The End User does not have the authority to sign a contract, but the EU does have the power to define the requirement and ask the CO to start the contract process. The End User’s greatest concern is that the statement of the work, as outlined in the RFP, is met. 

A Project Officer (PO) may assist the End User.

Layer 4. Program Manager (PM)

The Program Manager (PM) has decision-making and budget authority for the project.

The PM:

  • Delivers the agency mission to the best of their ability.
  • Helps define vendor requirements.
  • Sets the priorities for the budget.
  • Manages people and resources, including vendors.
  • Finds innovative solutions that are also reliable and cost-effective.
  • Spends the budget wisely.
  • Oversees the timeline.

The Program Manager (PM) also facilitates communications between the End User and the vendor. For example, if the End User wants to try potential products or pilot solutions, the PM manages those requests.

Layer 5. Stakeholder

The Stakeholder is the most senior government official who is held publicly accountable for the project. They do not award contracts. They care about accomplishing the mission while adhering to the budget and the timeline.

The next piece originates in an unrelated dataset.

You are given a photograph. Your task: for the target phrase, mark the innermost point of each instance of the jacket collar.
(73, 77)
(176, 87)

The Stakeholder may be any of these three:

  • Base Commander
  • Regional Director
  • Property Manager

“The buck stops” with the Stakeholder.

Choosing The Right Vendor For Your Federal Contract

Choosing the right vendor for a federal contract can be challenging. The right vendor should meet several criteria. The most important of which may be a deep working knowledge of the people and steps involved in the contracting process. CoverSix is a leading manufacturer of customizable, scalable modular buildings and an experienced vendor of federal contracts. We are familiar with the priorities and concerns facing every player at every level of the process.